The dynamics of active categorical perception in an evolved model agent

Notions of embodiment, situatedness, and dynamics are increasingly being debated in cognitive science. However, these debates are often carried out in the absence of concrete examples. In order to build intuition, this paper explores a model agent to illustrate how the perspective and tools of dynamical systems theory can be applied to the analysis of situated, embodied agents capable of minimally cognitive behavior. Specifically, we study a model agent whose “nervous system” was evolved using a genetic algorithm to catch circular objects and to avoid diamond-shaped ones. After characterizing the performance, behavioral strategy and psychophysics of the best-evolved agent, its dynamics are analyzed in some detail at three different levels: (1) the entire coupled brain/body/environment system; (2) the interaction between agent and environment that generates the observed coupled dynamics; (3) the underlying neuronal properties responsible for the agent dynamics. This analysis offers both explanatory insight and testable predictions.
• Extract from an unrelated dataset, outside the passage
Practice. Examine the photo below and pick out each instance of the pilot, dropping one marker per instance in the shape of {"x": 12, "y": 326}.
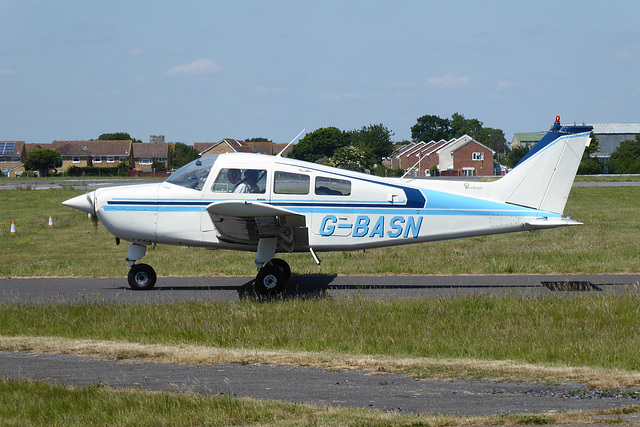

The paper concludes with discussions of the overall picture that emerges from this analysis, the challenges this picture poses to traditional notions of representation, and the utility of a research methodology involving the analysis of simpler idealized models of complete brain/body/environment systems.

Beer, R.D. (2003). The dynamics of active categorical perception in an evolved model agent (with commentary and response). Adaptive Behavior 11(4):209-243.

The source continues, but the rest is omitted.